The state’s Innovative School District (ISD) would not get a new school this year under a bill backed by the House Education Committee on Wednesday.

But the school district created to turnaround low-performing schools would get a new school each of the next three years afterward, and more could be selected by the State Board of Education in subsequent years, if the bill becomes law.

The bill is a Proposed Committee Substitute (PCS) to Senate Bill 522, which initially made changes to state law affecting charter schools.

It has been revived as a vehicle to change the way ISD schools are selected, and how they operate.

The PCS, for example, changes the definition of a qualifying school. A school must be among the lowest 5 percent of Title 1 schools when it comes to school performance grades to qualify for the ISD.

The bill could help state officials avoid the messy ISD selection process that has led to boisterous protests in communities by first placing schools on a qualifying list, a watch list and warning list before it could be swept into the ISD.

State law currently requires officials to look at a school’s performance the past three years before it can be considered for inclusion in the ISD. The ISD superintendent shouldered much of weight of selecting a school, which was then sent to the State Board of Education (SBE) for approval.

The PCS calls for the SBE to automatically transfer the lowest performing school into the ISD from 2020-21 through the 2022-23 school.

It also called for a low-performing school to spend one year on a watch list and another on a warning list, and if the school is one of the five lowest qualifying schools on the warning list, the SBE would be required to transfer the school to the ISD.

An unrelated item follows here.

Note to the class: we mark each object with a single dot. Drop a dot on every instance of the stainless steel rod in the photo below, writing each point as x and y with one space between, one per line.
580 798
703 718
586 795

But an amendment brought forward by State Rep. Ashton Clemmons, (D-Guilford), was approved that gives local school districts one more year to right the ship before being swept into the ISD.

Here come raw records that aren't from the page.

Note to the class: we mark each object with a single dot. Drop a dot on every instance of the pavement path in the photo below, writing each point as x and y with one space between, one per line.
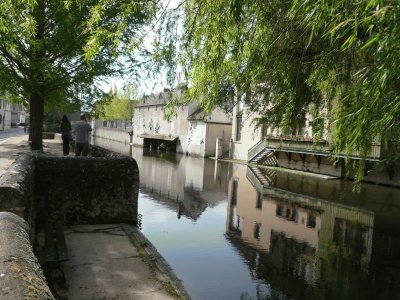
112 261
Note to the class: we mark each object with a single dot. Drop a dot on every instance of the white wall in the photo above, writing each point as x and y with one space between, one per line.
114 134
249 136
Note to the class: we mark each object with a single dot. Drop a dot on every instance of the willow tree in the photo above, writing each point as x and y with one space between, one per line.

Schools would first be placed on a qualifying list, then spend a year on a watch list, and another on a warning list if academic achievement doesn’t improve.

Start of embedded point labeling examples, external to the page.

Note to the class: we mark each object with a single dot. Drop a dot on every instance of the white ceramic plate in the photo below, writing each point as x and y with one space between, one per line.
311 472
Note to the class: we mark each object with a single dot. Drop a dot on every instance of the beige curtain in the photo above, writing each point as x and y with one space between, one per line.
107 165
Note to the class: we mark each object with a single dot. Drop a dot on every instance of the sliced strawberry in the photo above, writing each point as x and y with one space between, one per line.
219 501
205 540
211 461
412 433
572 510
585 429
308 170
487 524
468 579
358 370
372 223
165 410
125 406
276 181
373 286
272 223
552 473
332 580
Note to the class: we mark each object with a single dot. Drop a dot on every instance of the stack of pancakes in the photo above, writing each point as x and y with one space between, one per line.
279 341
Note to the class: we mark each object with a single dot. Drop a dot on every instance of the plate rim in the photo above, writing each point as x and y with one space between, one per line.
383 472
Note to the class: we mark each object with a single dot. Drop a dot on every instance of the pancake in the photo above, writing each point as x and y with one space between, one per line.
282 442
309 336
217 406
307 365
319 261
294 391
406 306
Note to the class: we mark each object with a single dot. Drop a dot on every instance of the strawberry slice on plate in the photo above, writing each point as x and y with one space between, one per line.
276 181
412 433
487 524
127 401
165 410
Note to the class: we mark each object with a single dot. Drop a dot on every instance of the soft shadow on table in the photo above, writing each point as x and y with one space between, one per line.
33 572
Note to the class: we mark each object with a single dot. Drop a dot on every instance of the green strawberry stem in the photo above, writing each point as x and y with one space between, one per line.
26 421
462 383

Clemmons noted that the extra year was included in House Bill 798, the House’s earlier attempt to transform the ISD selection process. The bill did not make it out of the Senate.

“When we are talking about schools and families and communities having the three-year process provides time for them to get their strategies in order, to get their interventions in order,” Clemmons said. “To do the work that needs to be done to turnaround a school, we know that research is very clear, it takes three years to show progress in turnaround efforts.”

State Rep. Jeffrey Elmore, (R-Wilkes). Co-chairman of the committee, said he had mixed feelings about the added year.

“There’s advantage and disadvantages to how we had it before,” Elmore said, referring to HB 798. “When you consolidate, the positive is that state level interventions can come quicker.”

Leeanne Winner, director of governmental relations for the N.C. School Board Association, said it’s important to give local education officials time to do the work needed to improve struggling schools.

“You’ve also demonstrated this in your budget,” Winner said. “You put in place a $30,000 bonus for principals to go to low-performing schools for three years. To only give them two of those three years to do that work seems not to fit together.”

The discussion about the proposed rules and administrative changes comes as the ISD looks for new leadership.

Former superintendent LaTeesa Allen’s last day on the job was June 28. N.C. Department officials have not shared any details about Allen’s departure. She was appointed to the post only nine months ago.

Bruce Major, the principal of the ISD’s only school, Southside-Ashpole Elementary School in Robeson County, also departed, effectively resigning July 1.